Pessimism increases among U.S. farmers
Farmers became much more pessimistic about current conditions on their own farms and in the U.S. agricultural economy in late summer, according to the September Purdue University/CME Group Ag Economy Barometer. While the overall Ag Economy Barometer reading dipped slightly to a reading of 121, down three points from August, the Index of Current Conditions, a sub-index of the barometer, dropped 22 points to a reading of 100. The barometer is based on a mid-month survey of 400 agricultural producers across the United States.
Farmers’ outlook toward making large investments such as machinery or buildings also declined in September. The Farm Capital Investment Index dropped for the second month in a row, down nine points from August, which left it 20 points below the July 2019 reading taken when corn and soybean prices were peaking. Producers’ farmland value expectations for both the next 12 months and 5 years also drifted lower in September.

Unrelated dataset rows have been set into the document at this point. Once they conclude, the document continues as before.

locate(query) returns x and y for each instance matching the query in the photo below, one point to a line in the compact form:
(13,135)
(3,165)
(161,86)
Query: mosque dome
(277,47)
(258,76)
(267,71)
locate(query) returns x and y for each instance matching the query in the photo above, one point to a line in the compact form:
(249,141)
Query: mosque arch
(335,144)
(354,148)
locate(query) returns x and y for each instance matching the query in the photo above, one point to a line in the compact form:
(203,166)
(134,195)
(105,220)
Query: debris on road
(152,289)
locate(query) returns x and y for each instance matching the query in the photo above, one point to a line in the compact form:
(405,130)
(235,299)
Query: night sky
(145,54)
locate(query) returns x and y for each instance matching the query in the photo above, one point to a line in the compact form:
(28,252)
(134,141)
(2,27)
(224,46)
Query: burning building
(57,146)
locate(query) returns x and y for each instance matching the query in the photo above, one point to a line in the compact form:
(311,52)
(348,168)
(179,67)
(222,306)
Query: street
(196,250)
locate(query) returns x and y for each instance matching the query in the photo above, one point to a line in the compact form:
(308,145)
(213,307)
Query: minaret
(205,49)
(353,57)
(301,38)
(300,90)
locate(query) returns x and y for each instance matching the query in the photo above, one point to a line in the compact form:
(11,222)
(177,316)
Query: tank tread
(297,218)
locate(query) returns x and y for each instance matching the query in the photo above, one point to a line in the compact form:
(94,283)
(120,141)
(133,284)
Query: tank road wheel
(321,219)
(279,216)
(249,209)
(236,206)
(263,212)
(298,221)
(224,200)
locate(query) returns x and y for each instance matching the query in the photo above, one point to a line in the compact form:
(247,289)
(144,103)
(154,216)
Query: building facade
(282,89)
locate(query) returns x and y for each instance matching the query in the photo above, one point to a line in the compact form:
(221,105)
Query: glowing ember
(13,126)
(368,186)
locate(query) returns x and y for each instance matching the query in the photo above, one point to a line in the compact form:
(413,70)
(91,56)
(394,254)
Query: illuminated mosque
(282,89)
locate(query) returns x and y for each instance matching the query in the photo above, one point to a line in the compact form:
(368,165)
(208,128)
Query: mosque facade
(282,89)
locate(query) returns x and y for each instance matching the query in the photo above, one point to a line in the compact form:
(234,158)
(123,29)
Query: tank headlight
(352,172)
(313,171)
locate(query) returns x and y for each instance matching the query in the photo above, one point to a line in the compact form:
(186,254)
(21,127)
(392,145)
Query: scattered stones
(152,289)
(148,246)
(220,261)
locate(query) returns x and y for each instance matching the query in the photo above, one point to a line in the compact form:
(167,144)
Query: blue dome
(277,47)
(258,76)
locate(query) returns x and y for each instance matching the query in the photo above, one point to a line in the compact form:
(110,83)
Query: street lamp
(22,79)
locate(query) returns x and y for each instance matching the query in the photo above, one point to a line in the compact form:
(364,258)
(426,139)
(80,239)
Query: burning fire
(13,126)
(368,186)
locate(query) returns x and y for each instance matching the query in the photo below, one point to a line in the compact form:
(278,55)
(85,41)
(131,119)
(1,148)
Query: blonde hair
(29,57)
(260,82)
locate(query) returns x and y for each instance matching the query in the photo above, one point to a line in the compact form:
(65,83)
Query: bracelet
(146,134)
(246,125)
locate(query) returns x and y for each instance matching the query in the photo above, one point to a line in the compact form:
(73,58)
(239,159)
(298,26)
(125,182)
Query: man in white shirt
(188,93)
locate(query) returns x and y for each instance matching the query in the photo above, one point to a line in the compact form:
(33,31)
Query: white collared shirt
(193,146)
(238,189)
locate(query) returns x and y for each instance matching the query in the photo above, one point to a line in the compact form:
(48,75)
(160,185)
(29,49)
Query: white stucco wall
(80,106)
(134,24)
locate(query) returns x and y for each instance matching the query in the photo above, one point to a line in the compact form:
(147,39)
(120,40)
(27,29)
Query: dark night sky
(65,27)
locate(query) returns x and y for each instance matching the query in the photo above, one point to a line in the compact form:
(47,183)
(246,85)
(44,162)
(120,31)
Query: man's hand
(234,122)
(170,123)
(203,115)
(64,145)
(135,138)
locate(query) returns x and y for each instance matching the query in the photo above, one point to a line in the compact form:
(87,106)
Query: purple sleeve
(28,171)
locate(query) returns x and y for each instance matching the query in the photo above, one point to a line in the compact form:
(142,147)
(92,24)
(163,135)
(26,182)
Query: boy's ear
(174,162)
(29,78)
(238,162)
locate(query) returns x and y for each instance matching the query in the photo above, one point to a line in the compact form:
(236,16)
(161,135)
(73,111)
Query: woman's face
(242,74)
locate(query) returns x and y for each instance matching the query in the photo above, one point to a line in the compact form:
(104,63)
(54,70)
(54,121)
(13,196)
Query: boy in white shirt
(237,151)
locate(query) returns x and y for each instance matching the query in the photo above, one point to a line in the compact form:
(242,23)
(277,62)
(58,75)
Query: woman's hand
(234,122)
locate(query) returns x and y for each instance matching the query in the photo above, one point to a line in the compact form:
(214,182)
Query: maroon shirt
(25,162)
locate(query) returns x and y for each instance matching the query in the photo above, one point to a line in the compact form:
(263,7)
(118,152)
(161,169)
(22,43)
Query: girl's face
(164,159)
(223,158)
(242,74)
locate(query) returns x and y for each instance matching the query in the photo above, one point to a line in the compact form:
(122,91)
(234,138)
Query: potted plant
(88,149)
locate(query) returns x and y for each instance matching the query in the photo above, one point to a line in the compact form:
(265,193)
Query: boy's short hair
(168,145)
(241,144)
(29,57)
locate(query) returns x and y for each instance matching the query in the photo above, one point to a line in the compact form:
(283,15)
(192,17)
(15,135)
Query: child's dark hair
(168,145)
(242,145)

Despite the weak near-term outlook provided by farmers, they expressed some optimism about the future as the Index of Future Expectations, another sub-index of the Ag Economy Barometer, rose 6 points compared to August.
“Even though farmers are concerned about the near term, both on their own farms and for the ag economy, improved crop growing conditions during the last half of the summer appeared to boost optimism regarding the future,” said James Mintert, the barometer’s principal investigator and director of Purdue University’s Center for Commercial Agriculture.
In the September survey, only one in five producers said they expect profitability to decline over the next year, compared to 41% that expected a profitability decline when the same question was posed back in May.
“Considered jointly with this month’s decline in the Index of Current Conditions, this could be a signal that growers expect better times in 2020 compared to 2019, possibly because they are looking forward to a return to more normal growing conditions and crop production in 2020,” Mintert said.